As examined in, “The Las Vegas Resort Using Microwaves to Keep Guns Out of its Casino”, an article written by Robbie Gonzalez and published by Wired Magazine, a new technology is being tested at the Westgate Las Vegas Resort and Casino that has the ability to detect concealed firearms (Gonzalez).

According to Gonzalez, the device is the, “Patscan Cognitive Microwave Radar. Marketed by Canadian security outfit PatriotOne, the Patscan CMR combines short-range radar with machine learning algorithms to scan individual guests for guns, knives, and bombs in real time—without forcing them to line up and walk through metal detectors” (Gonzalez). Furthermore, this system is fairly small is rather concealable (Gonzalez).

Concerning the specifics of the CMR’s operation, “the first antenna emits 1,000 pulses of electromagnetic radiation per second, at frequencies between 500 MHz and 5 Ghz” (Gonzalez) while “the second antenna monitors for electromagnetic patterns inside that two-meter range. When you hit an object with electromagnetic radiation, it resonates according to its shape and material…pistols, grenades, rifles…all resonate in the frequency range that Patscan emits” (Gonzalez).

Finally, Patscan utilizes a computer and a de-facto radar signature library that can be added to in order to identify potential threats and inform local police forces (Gonzalez).

In my perspective, I view this development as a positive and ethical utilization of machine learning. Unlike facial recognition, the CMR does not necessarily care about who an individual is but rather what they are carrying. In addition, I believe that the operational procedure of this product is very “hands off” and seems to require no input or manipulation from the customer or the resort staff.

It will be interesting to follow the Patscan CMR as it progresses through its testing phase and possibly into everyday use at public hotspots such as airports, museums, or sporting events.


Article: “The Las Vegas Resort Using Microwaves to Keep Guns Out of its Casino”(Robbie Gonzalez)(Wired Magazine)-

2 thoughts on “Gun Detection in Las Vegas

  1. If microwave detection is really being able to scan dangerous objects, then it can rapidly increase the efficiency of airport securities. The problem with the airport security system is that it limits the rate of flow of people boarding on the plane. Since automation has been used for faster applications, microwave detection becomes an extension of it.

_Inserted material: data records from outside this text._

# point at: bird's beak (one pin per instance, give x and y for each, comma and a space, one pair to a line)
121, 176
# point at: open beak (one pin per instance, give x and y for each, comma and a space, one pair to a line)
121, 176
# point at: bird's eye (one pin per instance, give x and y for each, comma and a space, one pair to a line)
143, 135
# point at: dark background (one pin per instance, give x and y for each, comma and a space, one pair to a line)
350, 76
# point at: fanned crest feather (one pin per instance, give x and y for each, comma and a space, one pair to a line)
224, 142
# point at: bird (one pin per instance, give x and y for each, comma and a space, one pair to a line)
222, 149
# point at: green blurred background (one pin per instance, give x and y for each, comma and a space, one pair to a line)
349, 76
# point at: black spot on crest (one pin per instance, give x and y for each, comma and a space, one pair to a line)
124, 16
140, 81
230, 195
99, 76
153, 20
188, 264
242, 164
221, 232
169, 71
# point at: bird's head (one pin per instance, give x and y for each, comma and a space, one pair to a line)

Right now we have auto check-in with baggage and scanning fingerprints with facial recognition. Finally, if the airport is able to add the detection, then the passenger flow rate would be well-distributed.

  2. You did a great job with your article, very interesting! Personally, I think that this technology is extremely necessary especially since people do not need to pass through any metal detectors for their weapons to be found. They can be found even when inside of luggage or hidden which is very helpful. I also like how the technology can identify all weapons, and alerts the facility of exactly what kind of weapon someone is carrying. This technology can especially be useful in places like airports, schools, movie theaters, or any type of event that we can see many people passing through. These advancements can also limit stereotyping a person and requiring an extra search because of how they look. Overall I do not see any negatives to this technology and can see it becoming very common around the country in the future.